Fostering innovation

The changing customer base is one of the major impacts on the utilities’ load profiles. As more consumers are purchasing electric vehicles (EVs), the utilities’ generation profiles are adjusting to meet those demands. Challenges are created for the utilities to meet substantially increased generation needs when large numbers of customers are charging their EVs in later hours of the day. These challenges have prompted innovations in battery storage to allow utilities to store power during lower demand cycles and utilize it during higher peak hours. This is also why battery storage works well with solar energy that is generated at its highest peaks in the middle of the day when it is not needed to meet demand. The widespread adoption of EVs will require continued upgrades in the infrastructure and electricity rates to be sustainable in the market.

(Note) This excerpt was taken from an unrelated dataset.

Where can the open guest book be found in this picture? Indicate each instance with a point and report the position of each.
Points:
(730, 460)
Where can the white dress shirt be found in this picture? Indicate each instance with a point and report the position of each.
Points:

Arizona has supported innovations in EV technologies, and has recognized additional opportunities to further encourage an increased market penetration of EVs. In December 2018, the ACC adopted a new policy statement to encourage regulated utilities to implement rates and pilot programs to support the increased deployment of EVs, EV charging infrastructure and the widespread electrification of transportation in Arizona. The ACC has stated it will continue to work with industry stakeholders to improve these programs.

Another area of innovation is through blockchain-based solutions. The Public Utilities Commission of Nevada recently solicited comments on the use of alternative methods of tracking Portfolio Energy Credits. One of these suggested alternatives is blockchain management, previously associated with bitcoin, which is impacting how power is traded by offering peer-to-peer and wholesale transactions, differing from the typical utility-dominant structure. Blockchain offers the ability to create an auditable and automated record of energy generation and consumption, resulting in both cost savings and energy efficiency. There are many applications for the blockchain technology that will continue to be implemented in the energy sector, with potential to vastly change the current structure of the markets.

With all of these potential opportunities for change, it will require strength in collaboration and coordination among regulators and stakeholders to produce the certainty needed to support a thriving energy industry. The AEC will continue to work with all stakeholders to provide a reasonable voice in reducing barriers to development by supporting certainty and consistency of policy.

 

Michelle De Blasi is a director at Fennemore Craig and executive director of the Arizona Energy Consortium.